Pendant deux jours, les participants échangeront sur les mécanismes de notification des zoonoses prioritaires afin d’améliorer la surveillance, la prévention et la riposte sanitaire au Tchad. Les zoonoses, rappelons-le, sont des maladies transmissibles entre les animaux et les êtres humains, causées par des bactéries, des virus, des parasites ou encore des champignons.
Dans son allocution d’ouverture, le Dr Langtar Nadji Julien, directeur de la santé animale au ministère de l’Élevage et de la Production animale, a souligné l’importance de cette session qui est le fruit de plusieurs concertations techniques ayant permis de recueillir des informations sur les différentes zoonoses présentes au Tchad.
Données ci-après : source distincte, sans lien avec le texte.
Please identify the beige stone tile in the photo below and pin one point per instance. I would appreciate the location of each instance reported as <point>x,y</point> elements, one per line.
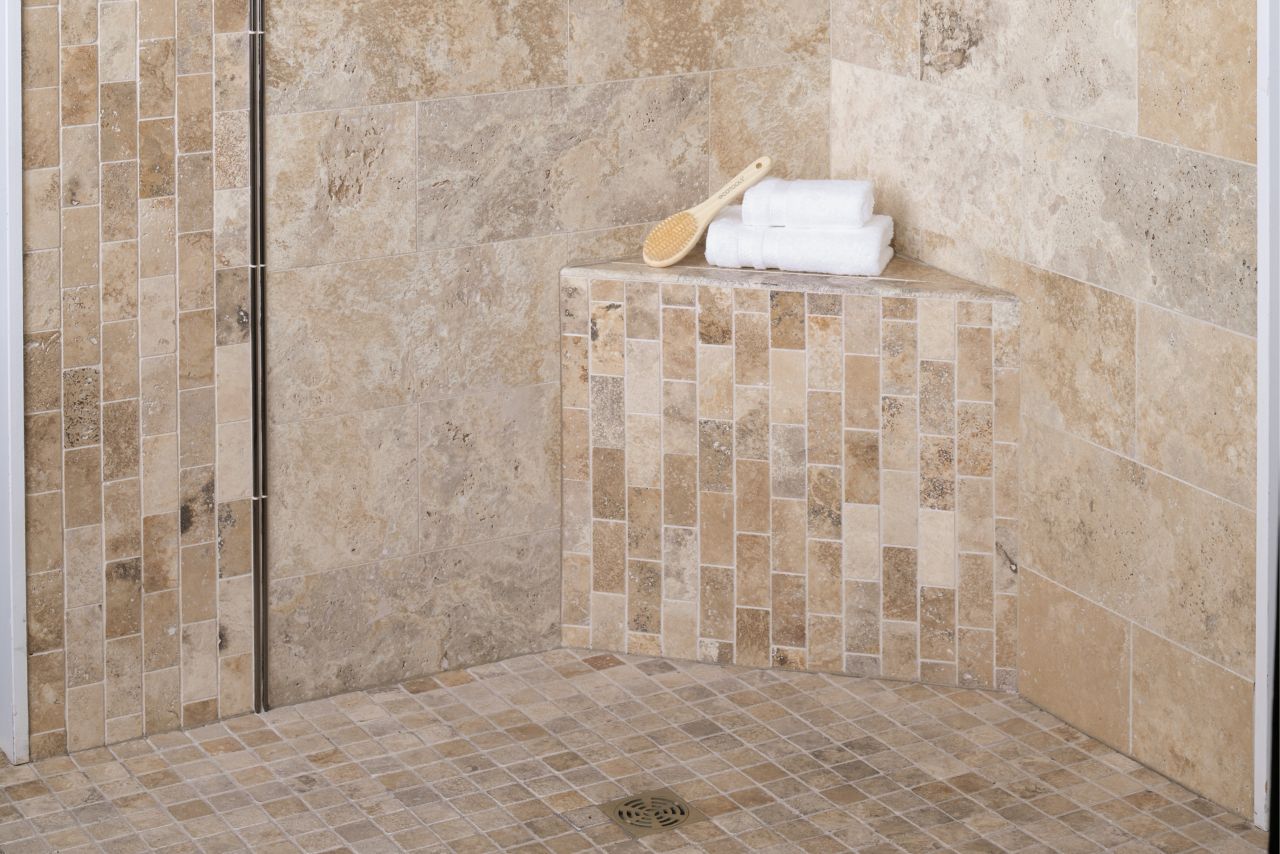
<point>937,397</point>
<point>910,137</point>
<point>1148,547</point>
<point>899,507</point>
<point>487,602</point>
<point>752,638</point>
<point>44,531</point>
<point>716,528</point>
<point>787,386</point>
<point>1198,92</point>
<point>899,658</point>
<point>716,603</point>
<point>608,557</point>
<point>492,46</point>
<point>1148,250</point>
<point>1073,658</point>
<point>359,499</point>
<point>608,41</point>
<point>938,549</point>
<point>714,382</point>
<point>1078,63</point>
<point>365,158</point>
<point>976,658</point>
<point>937,624</point>
<point>752,572</point>
<point>489,466</point>
<point>644,597</point>
<point>781,109</point>
<point>899,438</point>
<point>1206,745</point>
<point>753,493</point>
<point>1196,403</point>
<point>752,348</point>
<point>824,570</point>
<point>1078,355</point>
<point>862,553</point>
<point>41,222</point>
<point>643,378</point>
<point>877,33</point>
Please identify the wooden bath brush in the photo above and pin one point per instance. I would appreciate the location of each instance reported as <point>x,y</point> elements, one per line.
<point>675,237</point>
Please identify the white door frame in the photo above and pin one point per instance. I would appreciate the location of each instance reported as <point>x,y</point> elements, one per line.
<point>14,736</point>
<point>1269,400</point>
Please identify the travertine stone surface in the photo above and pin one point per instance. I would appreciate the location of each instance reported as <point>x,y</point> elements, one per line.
<point>1151,548</point>
<point>778,485</point>
<point>1207,741</point>
<point>1150,220</point>
<point>1197,402</point>
<point>945,161</point>
<point>1198,74</point>
<point>771,110</point>
<point>327,55</point>
<point>136,523</point>
<point>611,40</point>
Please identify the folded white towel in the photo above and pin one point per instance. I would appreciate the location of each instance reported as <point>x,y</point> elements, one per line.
<point>836,251</point>
<point>809,204</point>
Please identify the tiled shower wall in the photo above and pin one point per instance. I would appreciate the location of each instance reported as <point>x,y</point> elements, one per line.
<point>432,167</point>
<point>136,368</point>
<point>1097,159</point>
<point>792,479</point>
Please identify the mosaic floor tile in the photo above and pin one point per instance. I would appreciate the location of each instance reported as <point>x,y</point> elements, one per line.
<point>516,756</point>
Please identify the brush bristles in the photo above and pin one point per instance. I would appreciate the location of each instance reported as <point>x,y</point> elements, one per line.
<point>671,237</point>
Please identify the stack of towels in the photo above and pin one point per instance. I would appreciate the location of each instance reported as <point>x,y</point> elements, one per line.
<point>804,227</point>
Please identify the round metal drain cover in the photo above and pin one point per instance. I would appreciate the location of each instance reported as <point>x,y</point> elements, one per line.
<point>650,812</point>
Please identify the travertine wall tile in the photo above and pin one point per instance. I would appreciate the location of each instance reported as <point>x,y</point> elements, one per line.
<point>1197,83</point>
<point>798,514</point>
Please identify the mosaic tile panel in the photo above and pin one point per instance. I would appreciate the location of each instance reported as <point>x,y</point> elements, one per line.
<point>817,476</point>
<point>137,368</point>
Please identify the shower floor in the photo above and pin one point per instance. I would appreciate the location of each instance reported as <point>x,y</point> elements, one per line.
<point>515,756</point>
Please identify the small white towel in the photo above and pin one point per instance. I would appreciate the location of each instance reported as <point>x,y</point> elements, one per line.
<point>809,204</point>
<point>836,251</point>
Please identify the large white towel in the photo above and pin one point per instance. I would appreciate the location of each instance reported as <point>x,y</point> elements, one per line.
<point>836,251</point>
<point>809,204</point>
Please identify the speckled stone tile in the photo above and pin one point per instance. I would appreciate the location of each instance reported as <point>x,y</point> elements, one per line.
<point>520,754</point>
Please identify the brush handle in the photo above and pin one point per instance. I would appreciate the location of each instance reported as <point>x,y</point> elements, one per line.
<point>737,185</point>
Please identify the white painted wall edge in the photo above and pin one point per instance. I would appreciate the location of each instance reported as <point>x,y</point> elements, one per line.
<point>1269,401</point>
<point>14,736</point>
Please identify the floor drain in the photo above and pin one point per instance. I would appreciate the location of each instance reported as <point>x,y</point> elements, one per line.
<point>650,812</point>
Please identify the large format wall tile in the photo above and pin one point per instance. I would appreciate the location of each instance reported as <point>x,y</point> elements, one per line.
<point>609,40</point>
<point>1198,74</point>
<point>1151,548</point>
<point>1157,223</point>
<point>883,35</point>
<point>566,159</point>
<point>1057,56</point>
<point>780,110</point>
<point>1077,355</point>
<point>353,53</point>
<point>944,161</point>
<point>489,466</point>
<point>1193,721</point>
<point>343,491</point>
<point>341,185</point>
<point>396,620</point>
<point>1197,403</point>
<point>1073,658</point>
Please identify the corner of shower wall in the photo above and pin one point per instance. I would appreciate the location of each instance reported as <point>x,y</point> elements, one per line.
<point>781,471</point>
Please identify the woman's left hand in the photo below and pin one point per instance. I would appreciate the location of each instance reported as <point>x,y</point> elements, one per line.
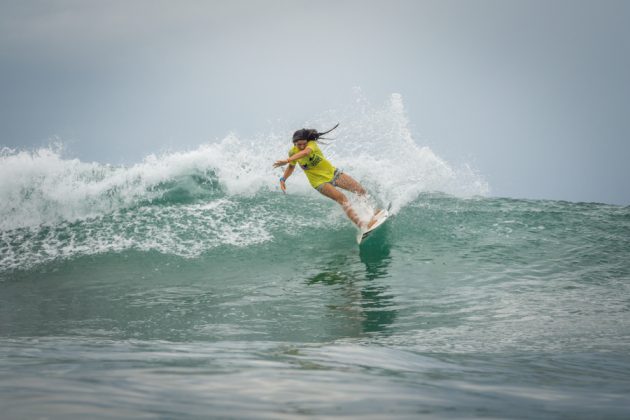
<point>280,163</point>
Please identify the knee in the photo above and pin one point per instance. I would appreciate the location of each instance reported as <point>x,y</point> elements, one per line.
<point>343,201</point>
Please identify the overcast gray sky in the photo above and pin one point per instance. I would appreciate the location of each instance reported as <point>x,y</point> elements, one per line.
<point>534,94</point>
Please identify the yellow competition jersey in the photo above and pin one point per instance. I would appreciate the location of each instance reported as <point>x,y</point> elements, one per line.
<point>317,169</point>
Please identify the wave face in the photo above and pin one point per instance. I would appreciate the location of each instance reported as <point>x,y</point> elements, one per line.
<point>221,194</point>
<point>189,284</point>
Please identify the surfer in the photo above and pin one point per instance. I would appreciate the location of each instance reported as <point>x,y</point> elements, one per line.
<point>322,175</point>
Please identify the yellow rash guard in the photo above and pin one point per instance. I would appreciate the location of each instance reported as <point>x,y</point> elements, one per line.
<point>317,169</point>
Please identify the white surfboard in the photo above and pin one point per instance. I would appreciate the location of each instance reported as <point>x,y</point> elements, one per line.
<point>381,216</point>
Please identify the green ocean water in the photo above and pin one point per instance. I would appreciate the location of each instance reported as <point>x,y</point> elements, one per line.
<point>189,286</point>
<point>481,307</point>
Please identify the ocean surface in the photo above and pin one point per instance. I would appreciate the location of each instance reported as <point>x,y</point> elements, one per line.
<point>189,286</point>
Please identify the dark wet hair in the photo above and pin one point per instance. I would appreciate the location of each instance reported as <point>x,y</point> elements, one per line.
<point>310,134</point>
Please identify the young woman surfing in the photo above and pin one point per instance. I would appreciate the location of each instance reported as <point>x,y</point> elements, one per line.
<point>322,175</point>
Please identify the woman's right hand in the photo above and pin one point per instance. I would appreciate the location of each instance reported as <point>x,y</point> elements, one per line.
<point>280,163</point>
Il a précisé que cette formation revêt un caractère à la fois théorique et pratique, avant d’inviter les participants à renforcer davantage les actions de sensibilisation auprès des communautés.
De son côté, le Directeur Général Adjoint de l’IRED, Dr Ngandolo Naré Richard, a salué l’engagement des différents partenaires et acteurs impliqués dans cette dynamique collective indispensable à la protection durable de la santé humaine et animale. À l’issue des échanges, trois zoonoses prioritaires ont été retenues : la rage, la brucellose et le charbon bactéridien.
Cette activité est conduite par le Dr Nadji Tanassengar, Chef de Division Production Vaccins de l’IRED et Point focal du projet The Pandemic Fund. La deuxième journée sera consacrée à des activités de sensibilisation auprès des bouchers dans les abattoirs, des commerçants ainsi que des éleveurs de la périphérie de N’Djamena, afin de promouvoir les bonnes pratiques de prévention et de réduire les risques de transmission des zoonoses.